Great, which country is that then?

In [18]:
%%sql
SELECT name, population
    FROM facts
    WHERE population == (SELECT MAX(population) 
                         FROM facts
                         WHERE name NOT IN ('World'));

 * sqlite:///factbook.db
Done.


name,population
China,1367485388


Cool, so the greatest population is China, which is generally known. 

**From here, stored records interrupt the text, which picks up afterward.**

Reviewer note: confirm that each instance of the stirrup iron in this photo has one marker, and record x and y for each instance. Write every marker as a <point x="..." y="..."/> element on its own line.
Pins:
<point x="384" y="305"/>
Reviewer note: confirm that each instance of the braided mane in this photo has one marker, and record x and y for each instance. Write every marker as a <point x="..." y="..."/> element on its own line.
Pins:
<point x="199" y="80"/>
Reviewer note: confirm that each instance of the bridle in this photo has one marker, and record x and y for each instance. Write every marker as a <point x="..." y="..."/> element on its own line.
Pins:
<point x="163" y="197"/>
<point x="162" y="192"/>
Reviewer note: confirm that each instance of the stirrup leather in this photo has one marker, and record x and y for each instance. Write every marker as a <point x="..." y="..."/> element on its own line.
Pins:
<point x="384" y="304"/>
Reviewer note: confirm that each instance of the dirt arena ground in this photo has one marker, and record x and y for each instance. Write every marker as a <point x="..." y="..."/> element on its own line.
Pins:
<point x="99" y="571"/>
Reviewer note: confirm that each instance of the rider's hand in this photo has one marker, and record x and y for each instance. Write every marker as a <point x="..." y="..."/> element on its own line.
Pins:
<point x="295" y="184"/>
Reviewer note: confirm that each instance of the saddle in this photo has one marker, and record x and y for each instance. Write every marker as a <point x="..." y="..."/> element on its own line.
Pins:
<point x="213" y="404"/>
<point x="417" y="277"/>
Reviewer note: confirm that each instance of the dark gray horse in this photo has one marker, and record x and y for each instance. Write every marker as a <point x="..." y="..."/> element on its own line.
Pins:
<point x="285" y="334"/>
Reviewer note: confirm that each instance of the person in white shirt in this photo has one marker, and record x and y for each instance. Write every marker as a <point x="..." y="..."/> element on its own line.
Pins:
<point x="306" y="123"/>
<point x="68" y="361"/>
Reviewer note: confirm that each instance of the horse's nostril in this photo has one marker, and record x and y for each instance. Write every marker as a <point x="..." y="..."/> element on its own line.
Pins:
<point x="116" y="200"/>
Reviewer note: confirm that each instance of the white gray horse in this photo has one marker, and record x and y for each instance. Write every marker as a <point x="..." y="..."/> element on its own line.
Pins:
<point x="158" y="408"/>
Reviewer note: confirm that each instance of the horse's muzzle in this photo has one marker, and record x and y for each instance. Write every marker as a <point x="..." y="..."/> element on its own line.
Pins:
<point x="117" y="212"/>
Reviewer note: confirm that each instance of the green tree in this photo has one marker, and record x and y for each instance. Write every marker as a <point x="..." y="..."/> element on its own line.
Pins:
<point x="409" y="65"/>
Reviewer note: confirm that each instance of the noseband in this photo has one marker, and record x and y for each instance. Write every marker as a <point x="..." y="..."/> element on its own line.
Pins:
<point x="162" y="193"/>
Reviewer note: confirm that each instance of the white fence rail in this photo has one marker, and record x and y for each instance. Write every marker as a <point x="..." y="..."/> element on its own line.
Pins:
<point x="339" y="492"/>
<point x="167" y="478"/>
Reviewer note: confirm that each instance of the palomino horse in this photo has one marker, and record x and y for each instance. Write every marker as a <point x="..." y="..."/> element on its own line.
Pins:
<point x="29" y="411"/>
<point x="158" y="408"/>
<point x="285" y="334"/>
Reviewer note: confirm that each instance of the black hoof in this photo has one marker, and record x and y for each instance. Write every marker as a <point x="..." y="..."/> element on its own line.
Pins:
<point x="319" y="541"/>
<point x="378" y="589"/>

Next, lets start exploring different data like population/area to see some density stuff


In [22]:
%%sql
SELECT name, population, area
    FROM facts
    WHERE name NOT IN ('World')
    ORDER BY population DESC
    LIMIT 5;

 * sqlite:///factbook.db
Done.


name,population,area
China,1367485388,9596960
India,1251695584,3287263
European Union,513949445,4324782
United States,321368864,9826675
Indonesia,255993674,1904569


From this, we can calculate population densities, let's see a list of countries with HIGHER than average denisity and LOWER than average density

In [30]:
%%sql
SELECT name, population, area, population/area AS density
    FROM facts
    WHERE name NOT IN ('World')
    AND density < (SELECT AVG(population/area) FROM facts)
    ORDER BY density DESC
    LIMIT 10;

 * sqlite:///factbook.db
Done.


name,population,area,density
Tuvalu,10869,26,418
Netherlands,16947904,41543,407
Marshall Islands,72191,181,398
Israel,8049314,20770,387
Burundi,10742276,27830,385
India,1251695584,3287263,380
Belgium,11323973,30528,370
Haiti,10110019,27750,364
Comoros,780971,2235,349
Philippines,100998376,300000,336


So these countries above are BELOW average density, what about ABOVE?

In [31]:
%%sql
SELECT name, population, area, population/area AS density
    FROM facts
    WHERE name NOT IN ('World')
    AND density > (SELECT AVG(population/area) FROM facts)
    ORDER BY density DESC
    LIMIT 10;

 * sqlite:///factbook.db
Done.


name,population,area,density
Macau,592731,28,21168
Monaco,30535,2,15267
Singapore,5674472,697,8141
Hong Kong,7141106,1108,6445
Gaza Strip,1869055,360,5191
Gibraltar,29258,6,4876
Bahrain,1346613,760,1771
Maldives,393253,298,1319
Malta,413965,316,1310
Bermuda,70196,54,1299


Macau, Monaco, Singapore. All of these make sense as high-density countries.